Raffles Hospital to treat subsidised ER patients

Raffles Hospital to treat subsidised ER patients

SINGAPORE - Patients in emergency ambulances may soon be taken to the private Raffles Hospital and pay only the subsidised rates of public hospitals.

The tie-up, which is the first of its kind between the Government and a private hospital, comes amid efforts to take some strain off emergency units in public hospitals.

But only non-critical cases, such as fractures and dislocations, will be directed to Raffles Hospital, as the demand is greatest in this target group, said a Health Ministry spokesman yesterday.

Critically ill patients - for instance, those having a heart attack - will continue to be taken to public hospitals.

Patients taken to Raffles Hospital must also be conveyed by Singapore Civil Defence Force (SCDF) ambulances and not non-emergency private ambulances.

Announcing the move yesterday, Health Minister Gan Kim Yong said Raffles Hospital will also provide subsidised inpatient care and follow-ups at specialist outpatient clinics.

"This partnership builds on Raffles' track record of contributing to national health-care needs," he said of the move, which will start by the middle of next year.

"At the height of Sars (severe acute respiratory syndrome) in 2003, we tapped Raffles to treat patients who required non-urgent surgery to relieve the overwhelming load on our public hospitals."

Raffles Hospital, which sees around 3,000 patients in its emergency department each month, will set aside 50 of its 168 beds under the collaboration. Raffles Medical Group executive chairman Loo Choon Yong said the collaboration could help ease public hospitals' bed crunch.

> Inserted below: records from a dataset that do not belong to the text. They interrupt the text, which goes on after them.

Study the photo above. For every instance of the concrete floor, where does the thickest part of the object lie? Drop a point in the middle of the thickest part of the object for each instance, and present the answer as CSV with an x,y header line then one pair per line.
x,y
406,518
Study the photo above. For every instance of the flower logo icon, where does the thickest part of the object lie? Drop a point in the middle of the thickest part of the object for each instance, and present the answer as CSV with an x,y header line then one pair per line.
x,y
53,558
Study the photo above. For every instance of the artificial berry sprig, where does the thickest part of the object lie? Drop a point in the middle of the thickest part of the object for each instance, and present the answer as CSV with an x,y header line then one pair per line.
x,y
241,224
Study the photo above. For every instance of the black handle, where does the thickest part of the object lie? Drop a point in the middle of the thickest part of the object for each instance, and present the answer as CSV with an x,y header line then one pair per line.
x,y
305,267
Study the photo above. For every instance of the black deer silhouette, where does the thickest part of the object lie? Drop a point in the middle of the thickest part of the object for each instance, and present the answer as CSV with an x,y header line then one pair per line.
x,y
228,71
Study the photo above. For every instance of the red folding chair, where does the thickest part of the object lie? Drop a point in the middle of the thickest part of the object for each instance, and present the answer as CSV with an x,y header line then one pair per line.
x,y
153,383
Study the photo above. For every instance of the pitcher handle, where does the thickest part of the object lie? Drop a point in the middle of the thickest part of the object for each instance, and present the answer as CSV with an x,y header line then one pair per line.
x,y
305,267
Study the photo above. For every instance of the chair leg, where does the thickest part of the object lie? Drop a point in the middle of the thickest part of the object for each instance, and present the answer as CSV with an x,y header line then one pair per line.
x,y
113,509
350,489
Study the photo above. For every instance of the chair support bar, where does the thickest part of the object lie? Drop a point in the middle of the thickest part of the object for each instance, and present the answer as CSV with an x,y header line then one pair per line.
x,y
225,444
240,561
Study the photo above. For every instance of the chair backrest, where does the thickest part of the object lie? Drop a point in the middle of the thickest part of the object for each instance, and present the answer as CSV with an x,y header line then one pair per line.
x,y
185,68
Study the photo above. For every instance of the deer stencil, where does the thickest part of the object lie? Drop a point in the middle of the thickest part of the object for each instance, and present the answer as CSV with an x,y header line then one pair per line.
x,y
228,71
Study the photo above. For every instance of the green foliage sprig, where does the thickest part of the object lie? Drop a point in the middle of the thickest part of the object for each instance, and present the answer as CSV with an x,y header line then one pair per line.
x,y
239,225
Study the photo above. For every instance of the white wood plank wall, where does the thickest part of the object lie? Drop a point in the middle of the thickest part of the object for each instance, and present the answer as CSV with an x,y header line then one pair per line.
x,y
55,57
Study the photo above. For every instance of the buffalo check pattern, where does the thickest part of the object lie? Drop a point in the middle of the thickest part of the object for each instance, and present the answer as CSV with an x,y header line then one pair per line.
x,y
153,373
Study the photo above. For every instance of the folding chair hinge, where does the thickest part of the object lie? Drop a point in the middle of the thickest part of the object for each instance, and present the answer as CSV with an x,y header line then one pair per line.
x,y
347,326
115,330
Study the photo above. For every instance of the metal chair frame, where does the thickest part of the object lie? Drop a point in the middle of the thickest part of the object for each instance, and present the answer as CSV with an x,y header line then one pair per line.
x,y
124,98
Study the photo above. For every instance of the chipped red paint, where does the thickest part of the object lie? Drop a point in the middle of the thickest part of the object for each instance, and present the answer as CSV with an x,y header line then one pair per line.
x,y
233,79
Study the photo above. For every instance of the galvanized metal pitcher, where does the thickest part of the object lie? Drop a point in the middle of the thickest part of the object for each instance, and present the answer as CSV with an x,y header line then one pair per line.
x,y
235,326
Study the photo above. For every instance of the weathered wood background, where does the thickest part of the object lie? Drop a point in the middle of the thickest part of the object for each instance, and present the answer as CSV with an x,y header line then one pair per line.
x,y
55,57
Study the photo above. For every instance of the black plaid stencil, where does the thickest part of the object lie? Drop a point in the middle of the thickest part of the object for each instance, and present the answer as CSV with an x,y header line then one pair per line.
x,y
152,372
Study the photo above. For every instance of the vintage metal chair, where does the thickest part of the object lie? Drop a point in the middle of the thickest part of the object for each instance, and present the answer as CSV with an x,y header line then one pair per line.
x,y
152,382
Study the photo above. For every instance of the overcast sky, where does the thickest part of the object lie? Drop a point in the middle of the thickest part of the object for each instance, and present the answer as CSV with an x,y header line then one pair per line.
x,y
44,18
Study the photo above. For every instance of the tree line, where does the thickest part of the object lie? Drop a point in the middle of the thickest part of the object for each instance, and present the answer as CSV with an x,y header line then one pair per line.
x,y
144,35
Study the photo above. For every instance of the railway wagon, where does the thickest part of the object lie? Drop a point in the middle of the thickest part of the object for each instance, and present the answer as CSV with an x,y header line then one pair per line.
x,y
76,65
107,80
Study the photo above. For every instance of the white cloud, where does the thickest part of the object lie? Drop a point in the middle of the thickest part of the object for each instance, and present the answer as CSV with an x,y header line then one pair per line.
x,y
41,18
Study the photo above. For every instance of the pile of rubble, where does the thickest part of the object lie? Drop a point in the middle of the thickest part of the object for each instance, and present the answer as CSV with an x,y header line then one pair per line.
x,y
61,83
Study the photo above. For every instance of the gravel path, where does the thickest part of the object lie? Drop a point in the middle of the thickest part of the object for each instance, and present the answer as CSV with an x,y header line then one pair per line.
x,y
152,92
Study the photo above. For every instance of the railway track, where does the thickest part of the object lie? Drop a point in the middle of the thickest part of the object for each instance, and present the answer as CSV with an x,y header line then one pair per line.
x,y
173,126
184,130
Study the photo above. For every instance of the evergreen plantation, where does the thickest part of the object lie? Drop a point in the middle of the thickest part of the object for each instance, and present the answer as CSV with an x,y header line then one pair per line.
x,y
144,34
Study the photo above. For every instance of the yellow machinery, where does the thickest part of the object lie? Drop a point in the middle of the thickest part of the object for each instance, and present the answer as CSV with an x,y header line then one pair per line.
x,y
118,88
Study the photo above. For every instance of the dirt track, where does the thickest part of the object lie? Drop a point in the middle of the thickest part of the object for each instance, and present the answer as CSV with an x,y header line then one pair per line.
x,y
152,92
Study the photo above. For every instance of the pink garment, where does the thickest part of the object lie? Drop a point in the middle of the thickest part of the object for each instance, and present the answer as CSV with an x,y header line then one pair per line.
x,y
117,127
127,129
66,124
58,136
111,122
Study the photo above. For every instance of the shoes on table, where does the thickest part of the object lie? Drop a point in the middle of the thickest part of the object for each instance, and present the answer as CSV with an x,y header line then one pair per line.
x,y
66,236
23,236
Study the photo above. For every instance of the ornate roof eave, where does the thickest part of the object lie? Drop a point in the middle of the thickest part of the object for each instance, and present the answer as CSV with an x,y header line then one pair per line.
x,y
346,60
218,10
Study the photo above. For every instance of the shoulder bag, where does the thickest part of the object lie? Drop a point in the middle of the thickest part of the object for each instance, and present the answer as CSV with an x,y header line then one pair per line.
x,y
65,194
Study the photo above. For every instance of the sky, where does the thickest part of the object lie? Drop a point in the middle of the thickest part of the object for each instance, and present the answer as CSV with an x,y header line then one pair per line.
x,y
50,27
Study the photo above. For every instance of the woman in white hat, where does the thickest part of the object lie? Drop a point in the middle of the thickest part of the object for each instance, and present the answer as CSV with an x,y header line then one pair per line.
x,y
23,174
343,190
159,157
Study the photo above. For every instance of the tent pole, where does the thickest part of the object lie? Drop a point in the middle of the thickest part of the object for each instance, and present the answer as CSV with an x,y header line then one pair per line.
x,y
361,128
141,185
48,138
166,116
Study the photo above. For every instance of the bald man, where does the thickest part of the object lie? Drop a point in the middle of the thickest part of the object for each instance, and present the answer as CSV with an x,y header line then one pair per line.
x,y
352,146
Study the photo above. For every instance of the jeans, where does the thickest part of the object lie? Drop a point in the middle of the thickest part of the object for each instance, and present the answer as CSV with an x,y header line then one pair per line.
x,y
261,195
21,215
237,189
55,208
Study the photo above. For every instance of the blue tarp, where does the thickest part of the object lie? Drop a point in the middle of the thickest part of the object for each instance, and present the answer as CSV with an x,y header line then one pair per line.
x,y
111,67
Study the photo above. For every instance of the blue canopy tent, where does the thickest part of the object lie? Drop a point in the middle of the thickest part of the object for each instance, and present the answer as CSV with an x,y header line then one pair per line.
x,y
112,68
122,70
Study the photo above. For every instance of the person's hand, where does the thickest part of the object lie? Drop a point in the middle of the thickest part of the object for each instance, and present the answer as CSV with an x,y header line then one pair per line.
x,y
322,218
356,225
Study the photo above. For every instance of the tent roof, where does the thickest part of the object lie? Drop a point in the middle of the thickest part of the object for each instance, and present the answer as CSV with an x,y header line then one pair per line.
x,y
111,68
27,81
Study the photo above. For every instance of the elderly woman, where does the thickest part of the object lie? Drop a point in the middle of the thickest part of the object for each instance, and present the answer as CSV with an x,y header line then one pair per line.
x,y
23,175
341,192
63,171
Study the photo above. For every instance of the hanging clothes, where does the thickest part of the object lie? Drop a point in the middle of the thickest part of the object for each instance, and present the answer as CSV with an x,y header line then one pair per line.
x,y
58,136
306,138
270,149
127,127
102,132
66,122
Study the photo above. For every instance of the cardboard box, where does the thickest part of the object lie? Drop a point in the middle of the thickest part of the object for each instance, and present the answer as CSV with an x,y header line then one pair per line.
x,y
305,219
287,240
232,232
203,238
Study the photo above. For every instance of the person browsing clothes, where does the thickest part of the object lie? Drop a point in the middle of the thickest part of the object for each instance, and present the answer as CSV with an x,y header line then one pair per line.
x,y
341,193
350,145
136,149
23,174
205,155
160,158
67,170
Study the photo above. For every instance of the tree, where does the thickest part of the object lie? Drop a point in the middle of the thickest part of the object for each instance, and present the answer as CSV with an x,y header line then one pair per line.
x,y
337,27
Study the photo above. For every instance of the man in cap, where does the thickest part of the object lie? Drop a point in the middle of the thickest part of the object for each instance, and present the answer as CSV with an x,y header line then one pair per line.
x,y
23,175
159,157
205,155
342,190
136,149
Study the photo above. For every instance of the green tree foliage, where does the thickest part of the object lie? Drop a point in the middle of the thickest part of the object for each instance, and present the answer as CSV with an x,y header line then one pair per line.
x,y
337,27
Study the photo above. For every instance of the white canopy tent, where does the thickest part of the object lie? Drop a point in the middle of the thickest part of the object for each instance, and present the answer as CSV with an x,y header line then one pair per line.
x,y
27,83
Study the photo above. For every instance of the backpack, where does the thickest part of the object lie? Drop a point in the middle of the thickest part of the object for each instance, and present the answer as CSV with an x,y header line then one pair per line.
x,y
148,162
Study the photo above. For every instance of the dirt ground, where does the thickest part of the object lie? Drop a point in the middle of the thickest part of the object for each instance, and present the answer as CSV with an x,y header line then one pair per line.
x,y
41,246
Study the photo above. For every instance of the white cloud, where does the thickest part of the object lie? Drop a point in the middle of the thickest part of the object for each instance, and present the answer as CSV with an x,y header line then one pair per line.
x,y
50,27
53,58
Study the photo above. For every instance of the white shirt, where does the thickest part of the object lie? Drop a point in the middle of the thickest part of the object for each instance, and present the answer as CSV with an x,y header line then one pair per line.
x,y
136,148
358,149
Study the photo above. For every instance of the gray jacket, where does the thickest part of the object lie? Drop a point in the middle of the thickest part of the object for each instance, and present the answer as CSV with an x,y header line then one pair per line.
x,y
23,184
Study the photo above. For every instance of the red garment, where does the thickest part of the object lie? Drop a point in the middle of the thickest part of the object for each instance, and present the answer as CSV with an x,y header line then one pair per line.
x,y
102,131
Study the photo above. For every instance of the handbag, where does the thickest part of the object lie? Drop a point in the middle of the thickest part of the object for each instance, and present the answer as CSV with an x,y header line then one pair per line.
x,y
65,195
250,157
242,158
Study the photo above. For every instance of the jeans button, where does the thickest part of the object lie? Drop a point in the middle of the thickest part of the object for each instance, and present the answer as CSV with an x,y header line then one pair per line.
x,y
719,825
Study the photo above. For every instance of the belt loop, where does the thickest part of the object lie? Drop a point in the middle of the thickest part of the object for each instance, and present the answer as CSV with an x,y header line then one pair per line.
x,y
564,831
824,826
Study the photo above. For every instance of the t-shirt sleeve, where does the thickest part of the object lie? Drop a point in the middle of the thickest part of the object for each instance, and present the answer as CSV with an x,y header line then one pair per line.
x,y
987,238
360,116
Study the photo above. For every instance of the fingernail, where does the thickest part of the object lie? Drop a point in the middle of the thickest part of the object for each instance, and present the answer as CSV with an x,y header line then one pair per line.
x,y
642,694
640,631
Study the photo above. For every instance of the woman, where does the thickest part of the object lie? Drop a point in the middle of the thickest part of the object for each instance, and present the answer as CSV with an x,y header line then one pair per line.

"From time to time, (they) may be short of beds," said Dr Loo, referring to the public hospital system. "Sometimes - seasonally - there could be more patients and they cannot cope."

Mr Gan announced the tie-up at Raffles Hospital's groundbreaking ceremony for its $310 million extension - a 20-storey building dedicated to outpatient traffic. It includes day surgery facilities, specialist clinics and radiotherapy facilities.

The new building will take around two years to complete, following which the hospital will renovate its main building to expand inpatient facilities such as wards and operating theatres.

Dr Loo said the extension will enable Raffles Hospital to expand its medical research and staff training. "We will also provide health-care and other skills training to countries in the region, helping to strengthen Singapore's position as a regional centre for not only excellent health care, but also advanced health-care treatment."